New household loans, mainly mortgages and consumer loans, accounted for just 14% of total new loans in the first five months, down from 18% last year and 40% in 2021, while the bulk of new loans went to companies, central bank data showed.
“A small rate cut is a useful painkiller for symptoms but cannot alleviate the real problem,” said Gary Ng, Asia Pacific senior economist of Natixis.
“Households and corporates are uncertain about the economic outlook and policy predictability. It means the government needs to untangle the knot on regulations and provide more breathing space beyond monetary and fiscal policies.”
As private sector business confidence remains depressed, more credit could be channeled to state firms and infrastructure projects. However, that could in turn fuel bad debt risks in the banking sector and structural distortions, economists say.
“Credit demand for privately owned businesses has remained rather weak over the past few years since COVID,” said an executive at a major state bank, who did not want to be identified as he was not authorised to speak to the media.
“And now that businesses are repairing their balance sheets after the COVID restrictions were ended (in December), it’s unrealistic for them to borrow money to build up factories and expand capacity.”
China remains on track to hit its modest 2023 growth target of around 5%, but a deeper slowdown in the coming months could stoke more job losses and fuel deflationary risks, further undermining private-sector confidence, economists said.
On Friday, China’s cabinet discussed policy measures to support the economy. Policy insiders expect measures to be focused on quickening infrastructure spending, supporting consumer and private firms, and easing property sector curbs.
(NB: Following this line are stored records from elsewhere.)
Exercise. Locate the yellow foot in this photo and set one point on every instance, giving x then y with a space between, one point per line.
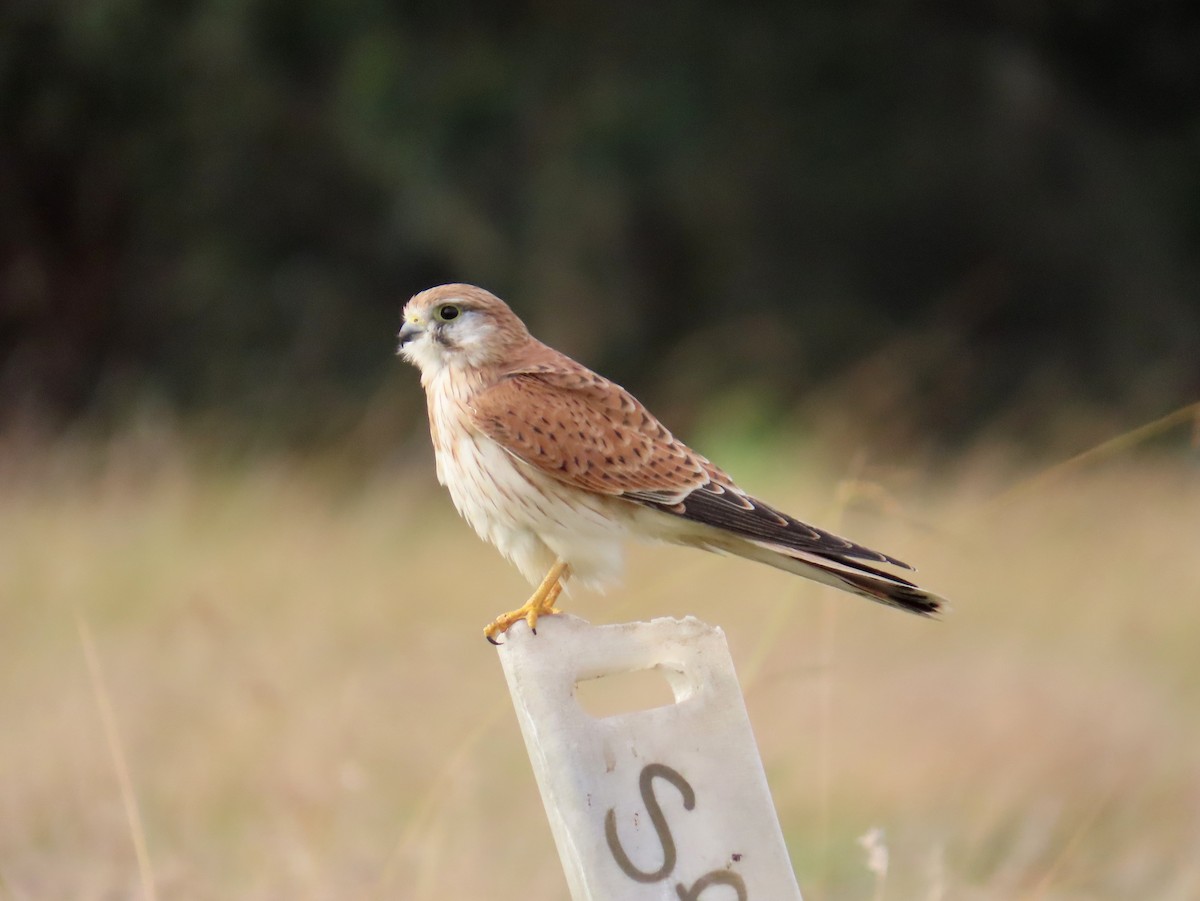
541 604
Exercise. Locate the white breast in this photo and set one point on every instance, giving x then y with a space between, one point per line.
531 517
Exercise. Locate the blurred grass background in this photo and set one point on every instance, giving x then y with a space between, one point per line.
307 707
886 263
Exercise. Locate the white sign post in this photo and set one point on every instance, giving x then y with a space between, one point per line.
664 804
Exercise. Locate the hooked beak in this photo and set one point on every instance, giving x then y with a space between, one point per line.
409 331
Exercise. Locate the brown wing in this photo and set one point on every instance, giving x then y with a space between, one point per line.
591 433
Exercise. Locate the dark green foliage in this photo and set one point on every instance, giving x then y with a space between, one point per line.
220 205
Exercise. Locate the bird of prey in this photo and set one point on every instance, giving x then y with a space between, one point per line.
557 467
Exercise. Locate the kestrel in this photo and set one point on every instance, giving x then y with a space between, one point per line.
557 466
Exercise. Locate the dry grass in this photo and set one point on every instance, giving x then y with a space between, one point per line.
307 709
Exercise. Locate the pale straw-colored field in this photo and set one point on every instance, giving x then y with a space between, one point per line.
268 680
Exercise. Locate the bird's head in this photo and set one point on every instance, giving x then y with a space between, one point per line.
459 325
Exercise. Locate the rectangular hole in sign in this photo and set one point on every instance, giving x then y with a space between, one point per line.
624 692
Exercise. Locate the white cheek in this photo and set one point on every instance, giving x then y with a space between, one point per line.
425 353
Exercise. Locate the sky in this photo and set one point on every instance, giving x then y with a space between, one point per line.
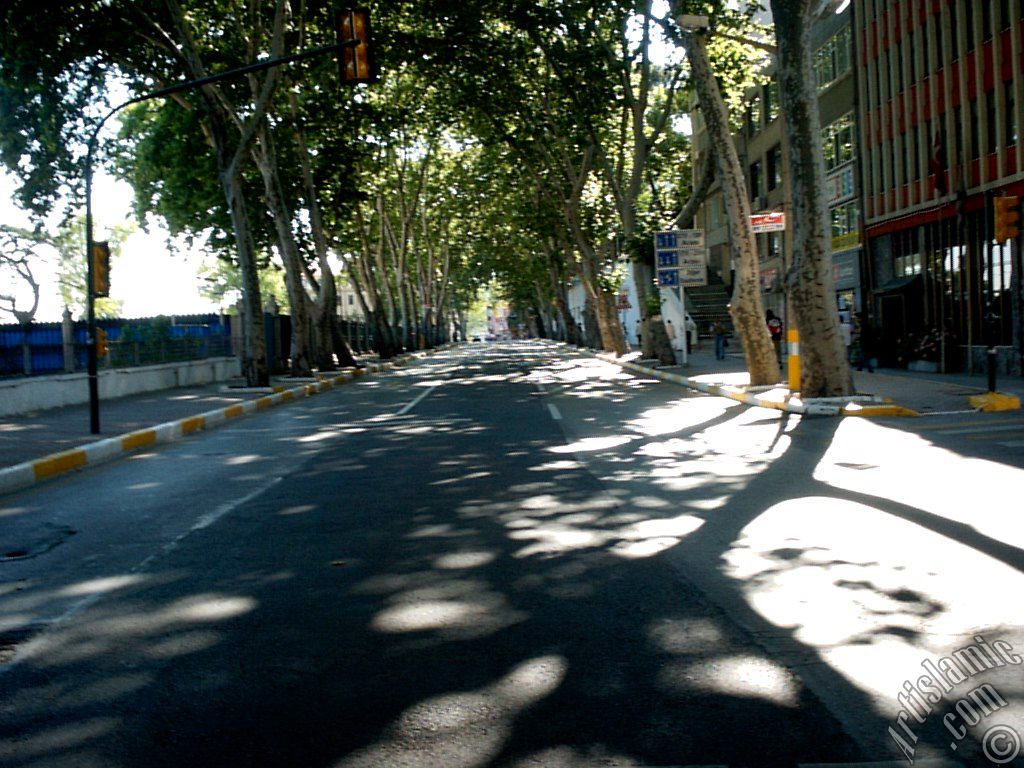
147 278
Beijing should quickly implement a package of economic policies to eliminate the output gap, which measures the difference between an economy’s actual and potential output, said Zhang Ming, a senior economist at the Chinese Academy of Social Sciences, a top state think tank.
The central government should consider issuing 1 trillion yuan ($139 billion) in special bonds to fund consumer vouchers, Zhang said. The government has so far resisted such calls for aggressive measures, even though Beijing has pledged to prioritise a consumer recovery.
Despite significant growth headwinds, China, however, is unlikely to face a situation like Japan’s economic crisis in the 1990s as there has not been a “big financial shock” in the world’s No.2 economy, Morgan Stanley (NYSE:MS) economists wrote in a report.
“We think that the cautionary lessons from Japan’s experience in the 1990s have been well-documented and a repeat of it in China’s context appears far less likely.”